ちょス飯の映画評

 『レナードの朝』  ★★★★★
 

 実話に基づく映画。あまりにも悲しかった。嗜眠性脳炎により、20年も眠り続けていた患者が覚醒したら。研究熱心な化学者(ロビン・ウイリアムス)が臨床医となりドーパミンを試験的に投与したところ、劇的に功を奏し患者たちは目覚め、普通に動けるようになる。
 しかし、・・・。

 レナードがその実験第一号となったが、目覚めて動けるようになった彼は病院の外へひとりで出たい「自由になりたい」と言い出し、力ずくで止められて発作を起こしてしまう。

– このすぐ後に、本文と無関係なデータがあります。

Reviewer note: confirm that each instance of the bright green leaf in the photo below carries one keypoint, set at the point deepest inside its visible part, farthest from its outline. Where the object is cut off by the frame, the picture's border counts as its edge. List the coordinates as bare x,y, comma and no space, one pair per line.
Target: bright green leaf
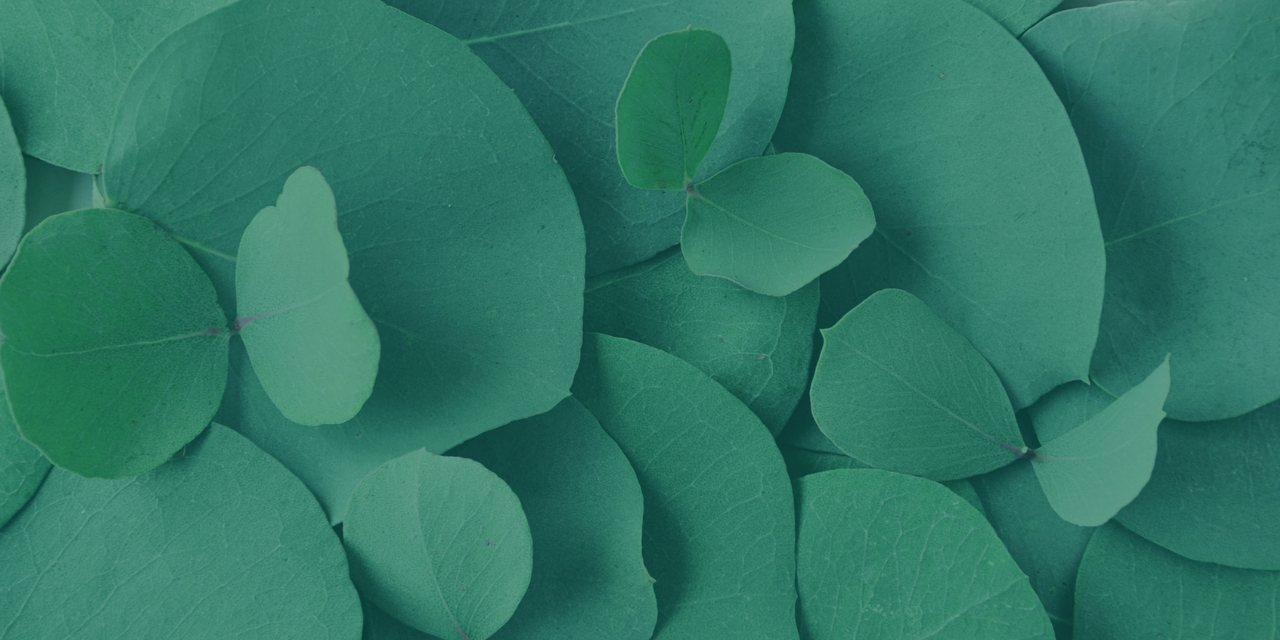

 意識のないときにも、患者の耳は聞こえていた。まして、心は生きていたのだった。

 レナードが恋をする。彼をずっと看病してきた母親は、「女なんて」と毒突くが・・・。病院の食堂で、病気が悪化しての震えや体の硬直が起きてきた彼は「もうお別れしようと思う」と言う。その場面は涙、ただ涙だった。

 レナード役のロバート・デ・ニーロは、患者の激しい症状をそのままそっくり演じてみせた。そのままに。やがて、薬は効かなくなり、患者たちは再び眠ってしまう。

 精神病の人たちを、人間として扱わなければならない。と映画は教えている。